Alaron Elessedil's Avatar
 
Reputacja: 1 Alaron Elessedil ma wspaniałą reputacjęAlaron Elessedil ma wspaniałą reputacjęAlaron Elessedil ma wspaniałą reputacjęAlaron Elessedil ma wspaniałą reputacjęAlaron Elessedil ma wspaniałą reputacjęAlaron Elessedil ma wspaniałą reputacjęAlaron Elessedil ma wspaniałą reputacjęAlaron Elessedil ma wspaniałą reputacjęAlaron Elessedil ma wspaniałą reputacjęAlaron Elessedil ma wspaniałą reputacjęAlaron Elessedil ma wspaniałą reputację
Opowieści z Reikvaaldu - Uwięziona księżniczka



Jak każdą późną wiosną trakty wypełniały się kupieckimi wozami i rozmaitymi podróżnikami. Po zimowym zastoju jednoznacznym z chudymi miesiącami ciężko było nie nabierać nadziei, kiedy tętnice gościńców Reikvaaldu ponownie pracowały pełnią sił.

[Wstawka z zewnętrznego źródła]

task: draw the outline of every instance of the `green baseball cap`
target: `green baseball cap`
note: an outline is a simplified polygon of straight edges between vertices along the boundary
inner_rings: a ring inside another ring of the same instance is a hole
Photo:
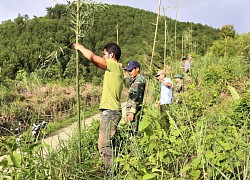
[[[181,78],[182,79],[182,75],[176,74],[176,75],[174,75],[174,78]]]

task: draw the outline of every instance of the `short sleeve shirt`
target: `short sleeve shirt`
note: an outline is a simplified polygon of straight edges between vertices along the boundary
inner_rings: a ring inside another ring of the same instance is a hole
[[[167,77],[165,77],[163,79],[163,82],[169,82],[169,83],[173,84],[171,79],[169,79]],[[171,104],[172,97],[173,97],[172,87],[168,87],[165,84],[161,83],[160,105]]]
[[[99,109],[121,110],[123,70],[119,63],[106,59],[107,69],[103,79],[102,99]]]

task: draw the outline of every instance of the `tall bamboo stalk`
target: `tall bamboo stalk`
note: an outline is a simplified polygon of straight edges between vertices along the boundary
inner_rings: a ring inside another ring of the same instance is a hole
[[[116,43],[119,44],[119,26],[116,24]]]
[[[80,36],[80,0],[76,0],[76,43]],[[77,93],[77,117],[79,133],[79,162],[82,162],[81,153],[81,107],[80,107],[80,88],[79,88],[79,54],[76,50],[76,93]]]
[[[175,15],[175,26],[174,26],[174,50],[175,50],[175,60],[177,60],[177,15],[178,15],[178,0],[176,0],[176,15]]]
[[[164,16],[165,16],[165,42],[164,42],[164,70],[166,68],[166,54],[167,54],[167,18],[166,18],[166,14],[165,14],[165,9],[163,8],[164,11]]]
[[[155,36],[154,36],[154,43],[153,43],[153,49],[152,49],[152,55],[151,55],[151,62],[150,62],[150,74],[151,75],[153,73],[152,64],[153,64],[154,53],[155,53],[155,43],[156,43],[156,37],[157,37],[157,32],[158,32],[160,10],[161,10],[161,0],[159,0],[159,4],[158,4],[158,14],[157,14],[156,25],[155,25]]]

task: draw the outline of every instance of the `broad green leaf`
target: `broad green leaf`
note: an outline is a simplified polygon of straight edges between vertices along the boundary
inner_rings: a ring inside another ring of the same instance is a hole
[[[184,166],[184,168],[182,168],[181,173],[187,172],[190,169],[189,165]]]
[[[171,152],[171,153],[173,153],[173,154],[177,154],[177,155],[180,154],[180,153],[178,153],[177,151],[175,151],[173,149],[168,149],[168,151]]]
[[[193,176],[194,179],[199,179],[201,172],[200,172],[200,170],[193,170],[193,171],[191,171],[189,174],[190,174],[191,176]]]
[[[233,86],[228,85],[227,88],[230,91],[234,101],[240,99],[238,92],[236,91],[236,89]]]
[[[159,153],[159,157],[160,157],[160,160],[162,161],[162,159],[164,158],[164,156],[167,154],[167,152],[166,151],[161,151],[160,153]]]
[[[16,151],[13,154],[7,156],[8,162],[14,167],[21,167],[21,154],[18,154]]]
[[[144,180],[144,179],[152,179],[152,178],[154,178],[155,177],[155,175],[154,174],[145,174],[143,177],[142,177],[142,179]]]
[[[208,159],[211,159],[211,158],[214,157],[214,153],[213,153],[212,151],[209,151],[209,150],[208,150],[208,151],[205,153],[205,157],[208,158]]]

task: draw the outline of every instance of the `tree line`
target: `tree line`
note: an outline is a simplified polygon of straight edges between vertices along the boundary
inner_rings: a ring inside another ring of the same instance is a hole
[[[48,7],[44,17],[30,19],[27,15],[19,14],[14,21],[6,20],[0,24],[1,80],[3,77],[15,79],[20,70],[36,72],[52,80],[75,77],[74,51],[71,47],[75,37],[70,29],[67,8],[67,5],[57,4]],[[107,42],[118,42],[122,48],[122,63],[126,64],[131,59],[145,62],[152,52],[155,20],[156,14],[150,11],[105,5],[101,11],[95,12],[93,27],[80,41],[100,54]],[[164,26],[165,21],[167,27]],[[166,54],[169,61],[178,61],[174,59],[174,53],[180,58],[187,53],[204,55],[213,42],[222,39],[221,30],[190,22],[178,22],[175,37],[175,20],[161,16],[155,64],[163,62],[165,30],[168,33]],[[80,58],[82,79],[100,83],[99,77],[103,72],[92,68],[83,57]]]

Również ludzie osiadli we wsiach i miastach podzielali powszechną radość. Zima utrudniała kontakty z ludźmi, pagórkowatymi zaspami odcinała od odległych przyjaciół i znajomych, a wiosną? Ponownie przyjedzie ulubiony kupiec, roześmieje się od ucha do ucha i zapyta: "No to jak, kurwa, będzie? Robimy interes?"



Kiedy słońce chowało się za horyzontem sytuacja zmieniała się nieco. Ogólnie rozproszona wesołość koncentrowała się w karczmach i to koncentrowała się tak mocno, iż śmiechy oraz wrzaski słychać było daleko poza budynkiem, a zapach kaszy ze świeżutką omastą sięgał jeszcze dalej!
Goście grali w karty i kości, pili i jedli - w tej kolejności, słuchali opowieści, bajań bądź pieśni, siłowali na ręce, a czasem dawali po pyskach. Ale zawsze kulturalnie! Pierwszego sortu, grzeczne mordobicie!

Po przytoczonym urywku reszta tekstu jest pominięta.